Para as transportadoras, no entanto, o efeito da nova concessão dependerá da capacidade de transformar os investimentos previstos em obras nos pontos que hoje comprometem a fluidez e a segurança do tráfego.
Segundo Luiz Gustavo Nery, vice-presidente do Sindicato das Empresas de Transporte de Cargas no Estado do Paraná (Setcepar), os principais problemas da rodovia já são conhecidos pelo setor. Entre eles estão as limitações de geometria na Serra do Cafezal, a falta de faixas adicionais em trechos de subida, a precariedade de acostamentos e acessos considerados inadequados em áreas urbanas, como Registro e Miracatu.
“A nova concessão precisa ir além do recapeamento e deve ampliar a capacidade viária nos trechos críticos, implantar terceiras faixas nos segmentos de serra e criar áreas de descanso adequadas aos motoristas”, afirma Nery.

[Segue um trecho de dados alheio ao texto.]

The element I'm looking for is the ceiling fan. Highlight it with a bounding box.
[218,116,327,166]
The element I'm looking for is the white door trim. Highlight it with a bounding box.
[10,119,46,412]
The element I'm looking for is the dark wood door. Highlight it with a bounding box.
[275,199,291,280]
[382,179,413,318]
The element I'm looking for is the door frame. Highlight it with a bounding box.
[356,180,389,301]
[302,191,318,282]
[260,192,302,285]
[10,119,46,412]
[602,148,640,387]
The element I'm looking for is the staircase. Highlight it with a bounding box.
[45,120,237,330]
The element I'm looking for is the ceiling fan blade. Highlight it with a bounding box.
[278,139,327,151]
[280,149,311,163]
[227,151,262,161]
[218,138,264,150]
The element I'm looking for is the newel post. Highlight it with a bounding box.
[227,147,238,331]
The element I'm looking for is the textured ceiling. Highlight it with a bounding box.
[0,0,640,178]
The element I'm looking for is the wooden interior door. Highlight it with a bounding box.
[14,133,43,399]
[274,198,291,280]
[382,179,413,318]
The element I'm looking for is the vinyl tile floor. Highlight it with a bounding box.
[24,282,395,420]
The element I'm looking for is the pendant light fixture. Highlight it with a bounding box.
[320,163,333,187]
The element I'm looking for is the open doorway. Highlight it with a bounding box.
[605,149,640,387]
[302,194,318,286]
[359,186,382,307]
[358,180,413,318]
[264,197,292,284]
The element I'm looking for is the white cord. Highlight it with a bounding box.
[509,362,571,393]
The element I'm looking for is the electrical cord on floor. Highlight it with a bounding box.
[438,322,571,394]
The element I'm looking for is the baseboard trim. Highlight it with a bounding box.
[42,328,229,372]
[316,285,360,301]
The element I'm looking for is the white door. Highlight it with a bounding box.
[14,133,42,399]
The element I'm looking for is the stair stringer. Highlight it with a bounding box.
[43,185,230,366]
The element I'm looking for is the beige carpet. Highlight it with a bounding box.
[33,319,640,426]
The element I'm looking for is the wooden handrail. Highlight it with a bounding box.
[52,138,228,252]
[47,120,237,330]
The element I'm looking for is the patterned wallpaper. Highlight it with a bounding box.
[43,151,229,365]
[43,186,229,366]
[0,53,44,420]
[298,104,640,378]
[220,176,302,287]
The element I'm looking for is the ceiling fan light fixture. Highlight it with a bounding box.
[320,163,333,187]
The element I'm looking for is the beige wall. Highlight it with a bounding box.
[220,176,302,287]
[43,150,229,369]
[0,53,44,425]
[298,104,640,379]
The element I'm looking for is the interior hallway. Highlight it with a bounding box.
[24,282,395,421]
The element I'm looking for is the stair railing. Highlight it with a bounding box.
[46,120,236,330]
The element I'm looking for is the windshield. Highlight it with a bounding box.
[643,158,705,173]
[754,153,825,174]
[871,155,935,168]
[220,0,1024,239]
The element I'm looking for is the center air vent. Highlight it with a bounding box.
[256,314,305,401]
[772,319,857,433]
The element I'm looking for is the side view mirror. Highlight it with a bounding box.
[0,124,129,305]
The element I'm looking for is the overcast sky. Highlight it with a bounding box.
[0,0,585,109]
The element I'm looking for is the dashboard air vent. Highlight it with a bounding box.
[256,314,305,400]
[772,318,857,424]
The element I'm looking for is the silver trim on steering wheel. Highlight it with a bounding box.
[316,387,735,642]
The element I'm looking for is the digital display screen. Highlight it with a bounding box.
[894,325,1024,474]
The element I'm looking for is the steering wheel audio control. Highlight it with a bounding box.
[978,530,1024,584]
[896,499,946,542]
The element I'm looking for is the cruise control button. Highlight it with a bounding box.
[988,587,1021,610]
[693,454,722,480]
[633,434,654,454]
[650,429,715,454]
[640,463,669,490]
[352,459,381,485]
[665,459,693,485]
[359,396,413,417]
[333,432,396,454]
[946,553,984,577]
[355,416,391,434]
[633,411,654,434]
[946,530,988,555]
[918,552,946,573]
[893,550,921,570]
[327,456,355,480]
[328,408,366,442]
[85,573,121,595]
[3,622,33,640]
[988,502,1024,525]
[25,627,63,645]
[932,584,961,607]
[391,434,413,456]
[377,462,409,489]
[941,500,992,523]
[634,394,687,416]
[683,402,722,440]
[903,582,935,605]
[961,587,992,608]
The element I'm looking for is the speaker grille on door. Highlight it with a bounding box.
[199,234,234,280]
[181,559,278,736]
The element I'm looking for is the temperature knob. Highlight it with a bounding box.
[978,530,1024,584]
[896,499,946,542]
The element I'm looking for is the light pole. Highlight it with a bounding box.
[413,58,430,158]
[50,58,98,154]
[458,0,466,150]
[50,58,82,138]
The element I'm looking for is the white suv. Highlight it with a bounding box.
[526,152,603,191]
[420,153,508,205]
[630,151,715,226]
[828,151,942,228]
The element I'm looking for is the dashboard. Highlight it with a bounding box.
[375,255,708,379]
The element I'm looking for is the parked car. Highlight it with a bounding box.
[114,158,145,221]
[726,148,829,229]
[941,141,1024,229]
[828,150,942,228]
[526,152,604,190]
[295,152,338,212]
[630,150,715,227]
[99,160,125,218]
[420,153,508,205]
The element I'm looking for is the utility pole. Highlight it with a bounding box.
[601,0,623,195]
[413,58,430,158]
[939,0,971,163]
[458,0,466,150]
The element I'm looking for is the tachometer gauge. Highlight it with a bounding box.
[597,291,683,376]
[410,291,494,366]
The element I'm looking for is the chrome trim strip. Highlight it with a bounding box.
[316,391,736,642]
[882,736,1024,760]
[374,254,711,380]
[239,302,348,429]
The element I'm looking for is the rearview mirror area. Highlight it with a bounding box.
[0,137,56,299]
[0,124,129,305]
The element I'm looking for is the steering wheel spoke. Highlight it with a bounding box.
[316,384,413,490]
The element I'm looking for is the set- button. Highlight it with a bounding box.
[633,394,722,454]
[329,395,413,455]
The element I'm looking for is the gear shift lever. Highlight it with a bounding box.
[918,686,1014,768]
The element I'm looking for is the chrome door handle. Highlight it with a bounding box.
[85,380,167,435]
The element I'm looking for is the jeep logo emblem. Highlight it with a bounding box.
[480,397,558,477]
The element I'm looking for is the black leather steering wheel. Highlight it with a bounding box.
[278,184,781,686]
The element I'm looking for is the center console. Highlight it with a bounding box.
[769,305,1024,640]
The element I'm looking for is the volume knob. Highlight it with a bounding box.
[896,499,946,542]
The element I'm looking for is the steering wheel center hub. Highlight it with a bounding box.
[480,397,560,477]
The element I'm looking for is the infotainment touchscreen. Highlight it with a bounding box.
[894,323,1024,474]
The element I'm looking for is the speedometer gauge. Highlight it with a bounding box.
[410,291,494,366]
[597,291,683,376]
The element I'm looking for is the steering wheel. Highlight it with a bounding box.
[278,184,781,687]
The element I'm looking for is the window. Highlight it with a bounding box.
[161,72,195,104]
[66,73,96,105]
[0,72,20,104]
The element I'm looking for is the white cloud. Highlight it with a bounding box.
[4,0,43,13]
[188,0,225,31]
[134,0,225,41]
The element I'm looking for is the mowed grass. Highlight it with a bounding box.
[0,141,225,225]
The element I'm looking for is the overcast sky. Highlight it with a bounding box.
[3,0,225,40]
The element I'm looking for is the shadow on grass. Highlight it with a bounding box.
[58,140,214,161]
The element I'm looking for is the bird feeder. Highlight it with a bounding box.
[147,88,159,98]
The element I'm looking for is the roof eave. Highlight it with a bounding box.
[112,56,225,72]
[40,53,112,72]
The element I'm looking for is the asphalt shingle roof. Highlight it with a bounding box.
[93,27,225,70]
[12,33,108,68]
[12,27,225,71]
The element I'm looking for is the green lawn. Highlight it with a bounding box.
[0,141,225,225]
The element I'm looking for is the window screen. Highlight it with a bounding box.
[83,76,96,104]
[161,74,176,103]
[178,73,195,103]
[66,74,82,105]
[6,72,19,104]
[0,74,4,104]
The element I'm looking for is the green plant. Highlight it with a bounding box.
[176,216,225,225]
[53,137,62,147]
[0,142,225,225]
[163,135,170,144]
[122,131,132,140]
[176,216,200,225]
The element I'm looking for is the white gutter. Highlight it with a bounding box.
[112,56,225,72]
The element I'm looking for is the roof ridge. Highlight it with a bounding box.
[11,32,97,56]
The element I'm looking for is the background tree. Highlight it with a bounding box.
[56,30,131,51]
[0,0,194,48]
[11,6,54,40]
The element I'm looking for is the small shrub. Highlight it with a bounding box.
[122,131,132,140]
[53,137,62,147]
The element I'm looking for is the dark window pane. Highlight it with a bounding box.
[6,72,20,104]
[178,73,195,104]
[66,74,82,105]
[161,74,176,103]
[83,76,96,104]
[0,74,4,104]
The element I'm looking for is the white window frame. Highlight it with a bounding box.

Gargalos afetam custo e previsibilidade
Congestionamentos, acidentes e interdições ao longo da Régis Bittencourt podem acrescentar horas às viagens e dificultar o planejamento das transportadoras que utilizam a ligação entre Paraná e São Paulo.
O impacto não se limita ao tempo perdido na estrada. Atrasos aumentam o consumo de combustível e os custos com motoristas, além de comprometer janelas de entrega em centros de distribuição, indústrias e terminais portuários. A insegurança também eleva os custos operacionais, especialmente nos trechos próximos à Região Metropolitana de São Paulo e ao Vale do Ribeira, onde há preocupação com ocorrências de roubo de cargas.
Para o setor, a ampliação da capacidade nos pontos mais críticos é uma das principais medidas para melhorar a previsibilidade das operações.
Setor cobra fiscalização
O Setcepar também defende que a execução do novo contrato seja acompanhada de forma contínua pelos órgãos de fiscalização. A entidade considera que a assinatura da concessão, por si só, não garante que as obras sejam entregues dentro dos prazos previstos.
“A experiência com concessões anteriores nos ensina que contrato assinado não garante obra entregue”, diz Nery. “O Setcepar defende auditorias periódicas e públicas pela ANTT e pelo TCU, com indicadores claros de avanço físico e financeiro. O setor precisa de garantias reais, não de promessas.”
A concessão da Régis Bittencourt coloca, assim, a execução do cronograma de investimentos como um dos principais pontos de atenção para os usuários. Para o transporte de cargas, a expectativa é que a nova fase da rodovia resulte não apenas em melhores condições de pavimento, mas em redução dos gargalos, maior segurança e mais previsibilidade para as viagens entre os dois maiores mercados do país.